Trentacinquenne giudecchino denunciato per aver rifiutato di sottoporsi all'alcoltest dopo aver provocato un incidente

17/03/2017

    Provoca un incidente stradale e  si rifiuta poi di sottoporsi all'alcoltest: guai in vista per un trentacinquenne giudecchino per cui è scattata una denuncia all'autorità giudiziaria da parte della Polizia municipale di Venezia.

    L'uomo alla guida di una Matiz Daewoo, con a bordo altre tre persone, la sera del 9 marzo scorso, si era immesso da viale Vespucci nella rotatoria di San Giuliano omettendo di dare la precedenza, e finendo così contro una Skoda: a causa dell'urto le due auto erano finite nell'adiacente fossato. Ad avere la peggio gli occupanti del secondo veicolo, un trentacinquenne rumeno residente a Marghera, con la moglie trentottenne e la figlia di 9 anni, trasportati al Pronto soccorso per le cure del caso.

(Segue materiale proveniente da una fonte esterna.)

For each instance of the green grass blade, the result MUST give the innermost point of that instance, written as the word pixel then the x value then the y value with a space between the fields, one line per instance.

    Gli agenti della Polizia municipale, intervenuti sul posto, constatando che il trentacinquenne giudecchino presentava sintomi di recente assunzione di bevande alcoliche, lo avevano invitato più volte, inutilmente, a sottoporsi all'alcoltest.     

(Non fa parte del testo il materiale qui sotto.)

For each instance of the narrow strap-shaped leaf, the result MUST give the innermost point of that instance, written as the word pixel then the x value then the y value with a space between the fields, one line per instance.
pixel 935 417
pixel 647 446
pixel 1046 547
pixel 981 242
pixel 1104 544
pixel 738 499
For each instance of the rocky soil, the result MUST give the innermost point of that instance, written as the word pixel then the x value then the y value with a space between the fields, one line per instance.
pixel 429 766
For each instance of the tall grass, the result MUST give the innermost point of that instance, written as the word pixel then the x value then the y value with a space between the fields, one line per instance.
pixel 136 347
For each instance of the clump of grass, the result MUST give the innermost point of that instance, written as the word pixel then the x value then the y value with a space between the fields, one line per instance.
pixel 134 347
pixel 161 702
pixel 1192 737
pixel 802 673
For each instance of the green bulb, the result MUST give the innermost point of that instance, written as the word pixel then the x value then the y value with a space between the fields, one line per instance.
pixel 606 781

     Il rifiuto di sottoporsi all'accertamento è equiparato dall'art. 186 del Codice della Strada alla conferma della guida in stato di ebbrezza, per cui è previsto sia il ritiro della patente di guida per l'inoltro alla Prefettura (finalizzato alla revoca della stessa da 6 mesi a 2 anni), sia quello della carta di circolazione finalizzato alla definitiva confisca del veicolo in caso di condanna da parte del giudice il quale, in tale ipotesi, può comminare un'ammenda da 3.000 a 12.000 euro e l'arresto da uno a due anni. All'uomo è stata inoltre ovviamente contestata la violazione amministrativa di omessa precedenza, che prevede una sanzione di 114 euro e la decurtazione di 5 punti dalla patente.